Sulla stessa linea si inserisce proprio l’operato dell’ong Amnesty International, che da anni si batte a favore del provvedimento. «È vero, le persone sono tutte uguali. Ma da alcune pretendiamo qualcosa di più», si sente in un video realizzato per la campagna Forza polizia, mettici la faccia. «E allora perché affidiamo la nostra sicurezza a persone che non possiamo riconoscere?».

«Il fatto che i singoli agenti e funzionari siano identificabili – scrivono dall’ong – è un messaggio importante di trasparenza che mostrerebbe la volontà delle forze di polizia di rispondere delle proprie azioni e allo stesso tempo accrescerebbe la fiducia dei cittadini».

Le bodycam

Nella proposta presentata in Commissione dalla deputata Pini, viene proposta anche l’introduzione di una body cam sui caschi degli agenti: una soluzione richiesta anche dai sindacati della polizia e che consentirebbe di ricostruire al meglio quando accaduto durante scontri o manifestazioni.

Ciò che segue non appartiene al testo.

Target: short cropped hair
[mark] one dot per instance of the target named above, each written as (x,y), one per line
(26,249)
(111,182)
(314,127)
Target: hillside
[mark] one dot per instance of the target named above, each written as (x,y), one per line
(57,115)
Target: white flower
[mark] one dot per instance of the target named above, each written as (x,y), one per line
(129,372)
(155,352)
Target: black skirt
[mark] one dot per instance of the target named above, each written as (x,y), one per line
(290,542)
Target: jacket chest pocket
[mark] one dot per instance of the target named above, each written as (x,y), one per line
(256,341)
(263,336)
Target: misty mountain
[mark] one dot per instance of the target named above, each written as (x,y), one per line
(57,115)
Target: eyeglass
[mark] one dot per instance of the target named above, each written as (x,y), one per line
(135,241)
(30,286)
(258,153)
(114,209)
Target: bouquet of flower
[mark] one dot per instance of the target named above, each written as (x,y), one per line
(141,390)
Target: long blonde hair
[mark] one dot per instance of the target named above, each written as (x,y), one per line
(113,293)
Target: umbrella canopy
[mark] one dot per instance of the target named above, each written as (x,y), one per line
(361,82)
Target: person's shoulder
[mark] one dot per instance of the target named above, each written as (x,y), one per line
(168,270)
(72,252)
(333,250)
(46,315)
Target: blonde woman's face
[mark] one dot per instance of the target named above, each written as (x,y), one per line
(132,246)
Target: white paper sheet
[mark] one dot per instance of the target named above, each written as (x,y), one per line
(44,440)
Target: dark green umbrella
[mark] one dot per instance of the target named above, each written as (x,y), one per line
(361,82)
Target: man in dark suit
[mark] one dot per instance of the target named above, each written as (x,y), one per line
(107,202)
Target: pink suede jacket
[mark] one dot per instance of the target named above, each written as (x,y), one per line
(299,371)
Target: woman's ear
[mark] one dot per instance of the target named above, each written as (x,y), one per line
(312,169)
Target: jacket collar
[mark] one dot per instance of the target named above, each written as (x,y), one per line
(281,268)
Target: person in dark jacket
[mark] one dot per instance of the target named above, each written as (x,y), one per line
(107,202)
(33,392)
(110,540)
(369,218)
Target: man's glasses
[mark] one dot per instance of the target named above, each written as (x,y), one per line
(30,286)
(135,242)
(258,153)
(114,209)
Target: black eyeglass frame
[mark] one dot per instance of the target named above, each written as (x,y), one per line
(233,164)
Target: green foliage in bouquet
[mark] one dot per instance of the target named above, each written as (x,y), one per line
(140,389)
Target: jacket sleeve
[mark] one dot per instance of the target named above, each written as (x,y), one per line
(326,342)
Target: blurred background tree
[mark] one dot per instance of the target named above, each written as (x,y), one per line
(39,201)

«Accanto al tema dell’identificazione degli operatori delle Forze di polizia impegnati in operazioni di ordine pubblico e di sicurezza dei cittadini durante le manifestazioni di piazza o sportive – si legge nel testo della proposta di legge – esiste quello, altrettanto sensibile e richiesto dagli stessi
operatori delle Forze di polizia, dell’utilizzazione delle cosiddette bodycam, ossia delle telecamere sulle divise».

In merito all’introduzione delle telecamere, esistono già diverse sperimentazioni in Italia, approvate dal Garante per la protezione de i dati personali nel 2014, e i cui risultati «sono stati considerati in modo positivo».

ANSA | Una foto del corteo partito dalla scuola Diaz a Genova nel 2004

Le bodycam saranno presto utilizzate dalla regione Lombardia, dove è stato presentato un piano dall’assessorato alla sicurezza che prevede l’uso delle telecamere per la polizia locale durante il pattugliamento o durante le operazioni di controllo del territorio. Lo stesso accadrà nella città di Palermo, dove, per espressa richiesta del capo della polizia municipale, saranno sperimentate circa 100 bodycam per registrare gli interventi.